Tenacross, I didn't go to the sale today. Too busy running errands and entertaining family (aka investors). I am pretty sure that there were some kids that went through and probably sold well. And the senior buck hopefully went with papers and sold well. But it's not exactly a premium auction. Most probably went for meat, which is a viable market here, and which is why we bought what we did.

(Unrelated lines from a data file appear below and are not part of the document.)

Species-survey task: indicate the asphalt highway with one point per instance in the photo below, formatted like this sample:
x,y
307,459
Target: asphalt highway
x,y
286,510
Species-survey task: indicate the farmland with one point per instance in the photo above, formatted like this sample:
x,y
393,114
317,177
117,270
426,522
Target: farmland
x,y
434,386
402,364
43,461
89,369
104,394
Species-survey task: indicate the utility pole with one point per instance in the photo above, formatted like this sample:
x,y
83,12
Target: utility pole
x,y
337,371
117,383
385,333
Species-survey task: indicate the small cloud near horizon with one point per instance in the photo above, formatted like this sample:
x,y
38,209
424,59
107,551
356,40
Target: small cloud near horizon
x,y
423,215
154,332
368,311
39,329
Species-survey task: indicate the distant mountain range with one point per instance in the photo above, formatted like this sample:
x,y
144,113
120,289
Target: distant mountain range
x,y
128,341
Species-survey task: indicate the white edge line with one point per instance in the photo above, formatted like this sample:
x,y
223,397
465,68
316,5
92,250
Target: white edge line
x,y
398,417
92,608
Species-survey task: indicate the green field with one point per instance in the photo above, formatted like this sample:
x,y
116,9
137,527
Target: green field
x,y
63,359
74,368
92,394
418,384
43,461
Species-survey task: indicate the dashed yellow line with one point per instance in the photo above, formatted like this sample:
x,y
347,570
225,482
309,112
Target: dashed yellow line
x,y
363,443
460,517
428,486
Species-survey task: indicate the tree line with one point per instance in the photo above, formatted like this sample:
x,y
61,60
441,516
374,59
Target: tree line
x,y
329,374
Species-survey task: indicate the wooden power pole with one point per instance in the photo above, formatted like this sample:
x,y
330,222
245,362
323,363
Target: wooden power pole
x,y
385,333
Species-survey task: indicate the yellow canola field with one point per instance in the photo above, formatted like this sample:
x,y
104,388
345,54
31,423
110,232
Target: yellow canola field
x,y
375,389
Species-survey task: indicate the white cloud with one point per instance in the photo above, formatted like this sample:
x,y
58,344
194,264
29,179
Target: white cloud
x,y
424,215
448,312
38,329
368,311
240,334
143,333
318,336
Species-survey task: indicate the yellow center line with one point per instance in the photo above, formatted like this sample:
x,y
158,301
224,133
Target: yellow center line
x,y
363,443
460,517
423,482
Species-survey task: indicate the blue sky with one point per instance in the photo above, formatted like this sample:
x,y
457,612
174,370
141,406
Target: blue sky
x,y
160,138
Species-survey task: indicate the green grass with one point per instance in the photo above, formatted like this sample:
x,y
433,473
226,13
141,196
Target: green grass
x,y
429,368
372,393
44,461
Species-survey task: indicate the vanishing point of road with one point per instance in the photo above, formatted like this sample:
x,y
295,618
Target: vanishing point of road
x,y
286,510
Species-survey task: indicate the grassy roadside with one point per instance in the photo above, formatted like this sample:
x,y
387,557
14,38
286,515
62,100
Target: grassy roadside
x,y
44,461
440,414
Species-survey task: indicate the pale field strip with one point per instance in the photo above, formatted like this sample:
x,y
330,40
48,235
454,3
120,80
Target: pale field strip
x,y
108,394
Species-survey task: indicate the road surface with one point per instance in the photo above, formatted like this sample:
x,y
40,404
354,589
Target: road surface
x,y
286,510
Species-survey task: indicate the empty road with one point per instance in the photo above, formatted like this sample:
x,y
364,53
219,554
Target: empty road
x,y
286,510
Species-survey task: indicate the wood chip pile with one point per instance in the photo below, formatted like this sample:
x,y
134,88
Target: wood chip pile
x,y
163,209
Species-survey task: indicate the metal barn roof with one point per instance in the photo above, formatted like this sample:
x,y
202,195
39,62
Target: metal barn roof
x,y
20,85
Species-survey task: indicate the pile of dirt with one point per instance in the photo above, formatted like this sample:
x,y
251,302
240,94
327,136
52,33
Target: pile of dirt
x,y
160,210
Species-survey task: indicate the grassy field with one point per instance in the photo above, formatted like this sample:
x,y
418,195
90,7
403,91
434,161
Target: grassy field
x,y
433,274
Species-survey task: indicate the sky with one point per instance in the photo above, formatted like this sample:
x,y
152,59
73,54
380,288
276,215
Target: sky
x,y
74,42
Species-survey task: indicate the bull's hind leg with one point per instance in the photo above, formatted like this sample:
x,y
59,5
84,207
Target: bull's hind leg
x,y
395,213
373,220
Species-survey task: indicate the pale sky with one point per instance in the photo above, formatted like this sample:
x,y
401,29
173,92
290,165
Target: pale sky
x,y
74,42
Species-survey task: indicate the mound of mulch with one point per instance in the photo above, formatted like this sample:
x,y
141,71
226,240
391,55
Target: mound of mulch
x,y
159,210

The goats and dogs are destressing and settling in. I hope to get them out on some pasture or bush if the weather cooperates. Plus, I will be assessing the does as my time permits this week. Of course the hubby is leaving for a work trip tomorrow for 5 days! :/ Oh well. Stuff always seems to happen like that around here!


----------



## Itchysmom (Apr 3, 2010)

*Re: Looking to buy registered pure Boers in WA state*

Looks like a nice bunch of gorls you got! Wish there was someone close to me with a boer buck!


----------



## LatigoLiz (Sep 25, 2008)

*Re: Looking to buy registered pure Boers in WA state*

Where in WA are you? There's a buck on CL right now.
http://seattle.craigslist.org/oly/grd/2699151504.html


----------



## RPC (Nov 6, 2009)

*Re: Looking to buy registered pure Boers in WA state*

Liz that buck is castrated so its a wether now.


----------



## LatigoLiz (Sep 25, 2008)

*Re: Looking to buy registered pure Boers in WA state*

Gah. Didn't really read very well, did I?


----------



## polopony (Jun 24, 2011)

*Re: Looking to buy registered pure Boers in WA state*

@ Itchysmom,

Where are you in WA? if you don't mind my asking?


----------



## LatigoLiz (Sep 25, 2008)

*Re: Looking to buy registered pure Boers in WA state*

I am in Enumclaw, about 25 miles SE of Seattle and 20 miles east of Tacoma in the foothills.


----------



## LatigoLiz (Sep 25, 2008)

*Re: Looking to buy registered pure Boers in WA state*

Our herd is getting settled into a routine. We have removed the buck from the full herd to regulate when he has access. He's close, but not directly in with all of the girls. We did have at least one younger doe abort/miscarry a week after the herd got here. I attribute it to stress. The buckling twins looked to be about 6 weeks along. We may have a second doe that aborted or has something else going on. Not sure. She looks OK, but I am keeping an eye on her. We treated the goats and the dogs for lice/fleas tonight. I feel like I itch all over just thinking about it.  Waiting on blood test results from WSU before we do much more vet work. Dogs will be neutered soon...so tired of the posturing and fighting.


----------



## nancy d (Oct 5, 2007)

*Re: Looking to buy registered pure Boers in WA state*

Sorry the one aborted/ hope the other doe is ok.


----------



## LatigoLiz (Sep 25, 2008)

*Re: Looking to buy registered pure Boers in WA state*

Yeah, me too, but not all that unexpected since they were pretty stressed by the move and it was one of the young ones. They are all quite hilarious in their routine now, and this dry weather certainly is helpful!


----------



## LatigoLiz (Sep 25, 2008)

I changed the title of the thread since it seems I have posted quite a few pics of our herd on it. :laugh: 

Admins, please feel free to move it if it fits better in a different section of the forum.


----------



## toth boer goats (Jul 20, 2008)

> Admins, please feel free to move it if it fits better in a different section of the forum.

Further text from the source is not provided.